Fare impresa rappresenta oggi una delle opportunità più rilevanti per l’autonomia economica e professionale delle donne, ma richiede un approccio consapevole, orientato e ben programmato. In Italia, le imprese femminili costituiscono circa il 22% del totale – oltre 1,3 milioni di attività – e danno lavoro a più di 4 milioni e mezzo di persone, generando un fatturato che supera i 400 miliardi di euro. Numeri importanti, che testimoniano un potenziale concreto, ma che non bastano da soli a raccontare il quadro reale. Molte di queste imprese sono microstrutture, spesso concentrate in settori tradizionali e meno remunerativi, come i servizi alla persona o il piccolo commercio, e nate talvolta sull’onda degli incentivi, senza una solida preparazione imprenditoriale.

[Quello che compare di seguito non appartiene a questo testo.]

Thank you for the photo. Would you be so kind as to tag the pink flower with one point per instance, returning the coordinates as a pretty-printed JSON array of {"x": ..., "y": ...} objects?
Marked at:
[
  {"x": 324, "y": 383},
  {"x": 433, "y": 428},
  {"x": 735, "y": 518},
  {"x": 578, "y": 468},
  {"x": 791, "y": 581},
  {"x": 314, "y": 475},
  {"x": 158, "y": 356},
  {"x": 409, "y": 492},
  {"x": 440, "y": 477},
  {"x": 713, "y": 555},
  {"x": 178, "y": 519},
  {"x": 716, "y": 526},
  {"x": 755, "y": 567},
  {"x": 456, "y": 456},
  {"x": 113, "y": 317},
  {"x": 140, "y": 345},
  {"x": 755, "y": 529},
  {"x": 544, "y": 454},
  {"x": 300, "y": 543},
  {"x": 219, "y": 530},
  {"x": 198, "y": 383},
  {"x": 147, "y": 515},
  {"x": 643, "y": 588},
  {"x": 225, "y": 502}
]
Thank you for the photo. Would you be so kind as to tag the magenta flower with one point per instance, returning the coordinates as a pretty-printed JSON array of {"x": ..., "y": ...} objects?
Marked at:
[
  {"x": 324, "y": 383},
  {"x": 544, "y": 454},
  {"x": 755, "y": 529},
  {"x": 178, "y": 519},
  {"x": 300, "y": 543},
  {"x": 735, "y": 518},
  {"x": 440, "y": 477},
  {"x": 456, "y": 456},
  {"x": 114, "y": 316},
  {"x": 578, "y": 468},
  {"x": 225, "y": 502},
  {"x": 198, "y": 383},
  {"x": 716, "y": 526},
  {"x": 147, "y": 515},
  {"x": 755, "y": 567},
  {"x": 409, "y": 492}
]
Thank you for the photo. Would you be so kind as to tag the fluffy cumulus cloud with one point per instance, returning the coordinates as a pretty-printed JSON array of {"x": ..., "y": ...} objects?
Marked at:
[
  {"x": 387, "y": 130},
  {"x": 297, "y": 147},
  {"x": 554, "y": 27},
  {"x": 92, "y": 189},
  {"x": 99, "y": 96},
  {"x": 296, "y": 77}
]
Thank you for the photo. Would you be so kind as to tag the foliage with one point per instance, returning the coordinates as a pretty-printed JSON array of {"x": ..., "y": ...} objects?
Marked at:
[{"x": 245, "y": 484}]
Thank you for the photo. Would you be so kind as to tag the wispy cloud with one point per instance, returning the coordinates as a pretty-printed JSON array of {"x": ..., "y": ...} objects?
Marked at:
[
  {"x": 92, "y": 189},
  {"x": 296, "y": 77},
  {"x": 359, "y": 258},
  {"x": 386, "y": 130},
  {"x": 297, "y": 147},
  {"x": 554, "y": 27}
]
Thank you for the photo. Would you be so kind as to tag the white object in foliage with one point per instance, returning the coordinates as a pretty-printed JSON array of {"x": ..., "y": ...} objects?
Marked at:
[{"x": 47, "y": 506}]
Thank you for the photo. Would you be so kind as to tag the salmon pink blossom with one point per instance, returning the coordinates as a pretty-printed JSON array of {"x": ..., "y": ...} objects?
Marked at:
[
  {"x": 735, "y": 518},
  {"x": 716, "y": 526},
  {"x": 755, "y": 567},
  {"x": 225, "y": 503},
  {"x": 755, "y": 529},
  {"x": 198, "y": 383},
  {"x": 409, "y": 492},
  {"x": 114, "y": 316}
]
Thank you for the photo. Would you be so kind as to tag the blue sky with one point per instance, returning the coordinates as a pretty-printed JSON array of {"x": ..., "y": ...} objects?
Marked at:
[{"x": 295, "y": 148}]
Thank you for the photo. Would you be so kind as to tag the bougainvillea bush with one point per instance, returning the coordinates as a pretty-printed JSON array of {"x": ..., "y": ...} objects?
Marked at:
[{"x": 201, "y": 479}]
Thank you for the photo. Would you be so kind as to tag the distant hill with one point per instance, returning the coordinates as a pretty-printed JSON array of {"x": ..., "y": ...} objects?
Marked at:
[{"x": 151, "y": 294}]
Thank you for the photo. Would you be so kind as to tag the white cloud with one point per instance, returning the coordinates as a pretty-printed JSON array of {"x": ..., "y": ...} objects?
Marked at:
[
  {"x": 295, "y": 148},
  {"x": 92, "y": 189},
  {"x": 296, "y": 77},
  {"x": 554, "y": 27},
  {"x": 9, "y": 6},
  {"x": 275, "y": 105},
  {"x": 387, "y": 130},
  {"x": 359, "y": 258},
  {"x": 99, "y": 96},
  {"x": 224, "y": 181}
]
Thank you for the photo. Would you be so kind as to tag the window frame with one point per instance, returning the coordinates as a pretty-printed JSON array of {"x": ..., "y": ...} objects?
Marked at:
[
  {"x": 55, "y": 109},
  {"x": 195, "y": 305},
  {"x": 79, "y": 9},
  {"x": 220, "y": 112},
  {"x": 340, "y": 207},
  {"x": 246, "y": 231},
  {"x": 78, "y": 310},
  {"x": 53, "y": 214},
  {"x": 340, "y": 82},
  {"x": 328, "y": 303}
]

L’imprenditoria femminile può e deve diventare una leva strategica per la crescita del Paese, ma per farlo servono politiche strutturali e strumenti adeguati. “Parlare di imprenditorialità come soluzione al gender gap rischia di essere fuorviante – ha osservato Valentina Cardinali al Festival dell’Economia di Trento –. Servono orientamento, consapevolezza, politiche attive, formazione. Non basta aprire bandi: va fatto un lavoro strutturale, a partire dalla lettura dei fabbisogni del territorio, utile ad orientare le politiche pubbliche e quindi a meglio utilizzare le risorse”. È proprio in questo allineamento tra aspirazioni individuali e sviluppo locale che si gioca la partita delle opportunità.
Il nodo centrale resta quello delle competenze. L’interesse delle ragazze verso il fare impresa è reale, ma spesso manca una piena comprensione di cosa significhi gestire un’attività. “Oggi le ragazze hanno sogni, ma poca consapevolezza di cosa significhi fare impresa. Si avverte la mancanza di una vera educazione al concetto di imprenditività, necessaria già a partire dalla scuola. E mancano politiche attive capaci di abilitare concretamente alla creazione d’impresa” ha spiegato Terlizzi, invitando a ripensare l’educazione imprenditoriale fin dall’età scolastica, per trasformare l’entusiasmo in progettualità sostenibile.
A tutto questo si sommano gli ostacoli culturali e sociali. Il carico di cura che grava ancora in modo sproporzionato sulle donne – tre volte superiore rispetto a quello maschile – limita fortemente le possibilità di intraprendere un percorso imprenditoriale. Si riflette sul tempo disponibile, sul reddito, sulla scelta del part time, sulla possibilità di crescita e persino sulla pensione futura. “Anche sui congedi parentali serve un cambio culturale, perché l’obiettivo deve essere consentire alle madri di restare al lavoro, perché a casa c’è anche il padre”, ha aggiunto Terlizzi.
Creare le condizioni affinché fare impresa diventi una vera opportunità per le donne significa quindi lavorare su più fronti: formazione, cultura, servizi, politiche pubbliche. Solo così l’imprenditorialità potrà essere non un’alternativa di ripiego, ma una scelta solida, consapevole e piena di prospettive.